In the end, neither his performance nor Rogerio Ceni’s selfless gesture will be remembered. For long before then, controversy had already reigned supreme.

On the half time whistle, as the players walked off the pitch, a major brawl ensued that continued on for minutes.  (This half-time brawl would produce red cards for Sao Paulo’s Paolo Miranda and Tigre’s Gaston Diaz).

From then on, nothing is clear. Reports emerged of chaos. Tigre players, allegedly, attacked Sao Paulo players in the tunnel, even storming into their dressing room.  Security was then called who then, allegedly, used excessive force on the Tigre players. Police were also called in to calm the now hectic situation. But then, allegedly, police batons struck faces and backs of Tigre players and officials alike. There were even reports of guns being brandished. One gun was, allegedly, aimed at the chest of Tigre goalkeeper Damien Albil.

All this is but just speculation – for now. No concrete proof is yet to shed light as to what really happened. But as the  break came to an end, Sao Paulo stepped back onto the pitch. Tigre did not.

Tigre complained to the referee that they could not come out as it was not safe for them.  They also complained of how even before the game, they had been treated badly;  forced to train at a ground four hours away from their hotel, had stones thrown at their bus on arrival and also prevented from warming up on the Morumbi turf.

Eventually, the referee took a decision, issuing an ultimatum to Tigre. The game was abandoned, and CONMEBOL, South America’s football governing body, awarded the trophy to Sao Paulo.

Tigre responded via their official twitter page. They proclaimed that they had become unwilling protagonists in one of the most shameful chapters in Brazilian football. They stated that they had refused to come out because for them, they had come for a game of football, not war.

And that, once more, raises  the recurring question as to the violence that still forms a huge part of South American football. It seems the game in South America still can’t dissociate  its two extremes – beauty and violence. The goals scored in the final were amazing, and a quick search on youtube for them will prove this.

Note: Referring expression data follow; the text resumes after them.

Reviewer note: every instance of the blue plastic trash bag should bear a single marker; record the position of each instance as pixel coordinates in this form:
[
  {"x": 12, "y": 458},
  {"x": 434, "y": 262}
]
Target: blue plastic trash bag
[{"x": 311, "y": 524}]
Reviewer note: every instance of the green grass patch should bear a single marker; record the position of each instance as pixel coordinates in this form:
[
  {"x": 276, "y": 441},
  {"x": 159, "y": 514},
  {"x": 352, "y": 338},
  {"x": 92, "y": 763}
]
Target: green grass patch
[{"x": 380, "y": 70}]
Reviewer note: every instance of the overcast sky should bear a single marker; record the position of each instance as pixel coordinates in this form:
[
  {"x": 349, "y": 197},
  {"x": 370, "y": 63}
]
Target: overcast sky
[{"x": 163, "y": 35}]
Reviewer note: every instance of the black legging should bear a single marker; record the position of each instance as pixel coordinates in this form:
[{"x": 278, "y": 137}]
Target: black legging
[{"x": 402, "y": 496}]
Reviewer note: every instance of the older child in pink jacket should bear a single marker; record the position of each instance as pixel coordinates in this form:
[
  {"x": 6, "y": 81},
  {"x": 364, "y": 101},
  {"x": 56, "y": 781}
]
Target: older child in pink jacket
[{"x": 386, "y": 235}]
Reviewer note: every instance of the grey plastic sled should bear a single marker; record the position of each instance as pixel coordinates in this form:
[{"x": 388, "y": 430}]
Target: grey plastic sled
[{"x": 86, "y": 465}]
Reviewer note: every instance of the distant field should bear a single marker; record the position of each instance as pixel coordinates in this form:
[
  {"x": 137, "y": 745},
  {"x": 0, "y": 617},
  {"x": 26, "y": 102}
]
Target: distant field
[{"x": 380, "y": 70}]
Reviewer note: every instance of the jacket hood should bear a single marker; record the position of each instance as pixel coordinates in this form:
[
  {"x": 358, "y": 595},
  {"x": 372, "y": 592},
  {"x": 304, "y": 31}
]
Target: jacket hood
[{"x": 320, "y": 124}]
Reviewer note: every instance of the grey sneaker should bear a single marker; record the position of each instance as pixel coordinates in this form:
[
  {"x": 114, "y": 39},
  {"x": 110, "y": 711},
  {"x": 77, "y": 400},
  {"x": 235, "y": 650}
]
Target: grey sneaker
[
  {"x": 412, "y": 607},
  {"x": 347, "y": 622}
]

But also, the violent incidents unearthed another set of youtube videos on the controversies that have marred South American continental finals. Stretching as far as 1971, these events were even present at last year’s Copa Libertadores (South America’s Champions League) final. Adding onto that, the pictures that emerged as TV cameras went into the dressing rooms showed sorry sights of blood on doors and walls.

It is something that needs to be dealt with. On the short term, Tigre have launched a complaint with the Brazilian local police. Amidst a barrage of words thrown by each set of club officials and players towards the other side, police say that their is some truth behind both side’s claims.

CONMEBOL  themselves have launched an investigation. In a case of this gravitas, it seems both sides should receive punishment as both were involved in some way or another in blemishing the game’s name. Opinion in South America though seems to suggest that the governing body has a history of leniency, and that that is not bound to change anytime soon.

If that is the case, then the dust from the Copa Sudamericana 2012 Final is not going to settle down anytime soon. Then again, in South American football, violence both on and off the pitch, has always been the norm.